"My idea for this talk is to implement what I have been calling for a while a process of ‘co-imagination’. I will spend one day as close as possible with the piece, and then organize my thoughts and topics of discussion as they emerge in the process of living the experience of the work as it unfolds throughout the day."
Please note this is not an exercise in ‘giving my impressions’ of the work. It is not an exercise in poetic improvisation. And it is not an exercise in reactive participation. Rather, co-imagining is a rigorous approach to the modalities of imaginations proposed and triggered by an art work, knowing that these imaginations belong also to the realms of the theoretical and the critical. The idea is to engage in a discursive transcription of the work, where the work’s implicit modes of theorisation can be expressed otherwise. And, also, the work’s explicit modes of aestheticisation can be trans-created via the co-imaginative endeavour of re-working it through experience.
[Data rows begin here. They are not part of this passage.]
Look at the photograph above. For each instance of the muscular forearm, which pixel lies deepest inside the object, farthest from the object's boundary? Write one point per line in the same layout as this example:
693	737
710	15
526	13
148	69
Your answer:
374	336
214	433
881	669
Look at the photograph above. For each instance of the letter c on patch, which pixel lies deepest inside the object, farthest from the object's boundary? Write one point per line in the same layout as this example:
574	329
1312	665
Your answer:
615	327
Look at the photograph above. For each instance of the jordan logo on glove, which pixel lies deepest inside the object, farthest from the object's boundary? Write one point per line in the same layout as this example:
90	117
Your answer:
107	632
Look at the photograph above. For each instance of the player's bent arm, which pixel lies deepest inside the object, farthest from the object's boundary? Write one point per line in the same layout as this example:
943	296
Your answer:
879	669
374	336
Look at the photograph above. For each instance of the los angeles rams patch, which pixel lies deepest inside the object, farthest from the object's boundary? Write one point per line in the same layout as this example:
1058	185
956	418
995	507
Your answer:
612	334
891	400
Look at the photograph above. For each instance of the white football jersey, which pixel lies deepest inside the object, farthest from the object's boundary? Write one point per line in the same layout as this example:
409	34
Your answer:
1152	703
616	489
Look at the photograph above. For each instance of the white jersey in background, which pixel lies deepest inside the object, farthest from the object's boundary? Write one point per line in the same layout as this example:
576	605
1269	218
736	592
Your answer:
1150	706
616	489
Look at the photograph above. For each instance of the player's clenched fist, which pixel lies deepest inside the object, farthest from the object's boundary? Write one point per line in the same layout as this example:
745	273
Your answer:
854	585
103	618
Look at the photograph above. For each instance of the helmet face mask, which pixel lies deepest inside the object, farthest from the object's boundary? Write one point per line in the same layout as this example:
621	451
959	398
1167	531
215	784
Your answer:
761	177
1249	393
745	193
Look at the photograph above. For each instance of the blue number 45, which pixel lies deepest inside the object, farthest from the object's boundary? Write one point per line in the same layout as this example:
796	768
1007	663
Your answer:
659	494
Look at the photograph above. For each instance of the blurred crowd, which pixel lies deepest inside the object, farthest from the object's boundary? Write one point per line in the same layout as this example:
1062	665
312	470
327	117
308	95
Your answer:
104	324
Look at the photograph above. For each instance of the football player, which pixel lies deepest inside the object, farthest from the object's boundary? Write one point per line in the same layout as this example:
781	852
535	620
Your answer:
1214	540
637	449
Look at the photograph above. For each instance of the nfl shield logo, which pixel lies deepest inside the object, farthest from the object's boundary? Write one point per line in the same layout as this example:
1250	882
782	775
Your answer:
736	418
In this sense, de Keersmaeker’s Work/Travail/Arbeid, emerges as an ideal partner for critical co-imaginations, since it already indicates in its title what the whole process is about: co-working alongside the work’s premises (including its temporal ones) in order to re-work it otherwise, critically, theoretically, imaginatively, and speculatively."
- André Lepecki
André Lepecki is Associate Professor at the Department of Performance Studies, New York University and Artistic Professor at Stockholm University of the Arts. Doctoral degree from NYU. He was chief curator of the festival IN TRANSIT (2008 and 2009 editions) at Haus der Kulturen der Welt, Berlin; he was co-curator of the archive Dance and Visual Arts since 1960s for the exhibition MOVE:choreographing you, Hayward Gallery (2010). AICA Award for Best Performance for co-curating and directing the authorized re-doing of Allan Kaprow’s 18 Happenings in 6 Parts (commissioned by Haus der Kunst, Munich 2006; presented at Performa 07). He curated the lecture series Points of Convergence: performance and visual arts, for the Museum of Modern Art of Warsaw (2014), and is currently curating the series ‘Off-Hinge / Of Center: alternative histories for performance’ also for MoMA-W. Selected lectures include Museo Reina Sofia, MoMA, Museum of Modern Art, Rio, MACBA, Para Site, Hong Kong, Princeton University, Freie Universität, Berlin, Brown University. In 2009 he was Resident Fellow at Institute Interweaving Performance Cultures at Freie Universität, Berlin. He is the editor of the anthologies Dance (Whitechapel, 2012), Planes of Composition: dance, theory and the global (Seagull press, 2009, with Jenn Joy), The Senses in Performance (Routledge 2007, with Sally Banes), Of the Presence of the Body (Wesleyan University Press, 2004). His single authored book Exhausting Dance: performance and the politics of movement (Routledge 2006) is currently translated in 10 languages. His forthcoming book Singularities: dance and visual arts in the age of performance is scheduled for publication in 2016 also through Routledge.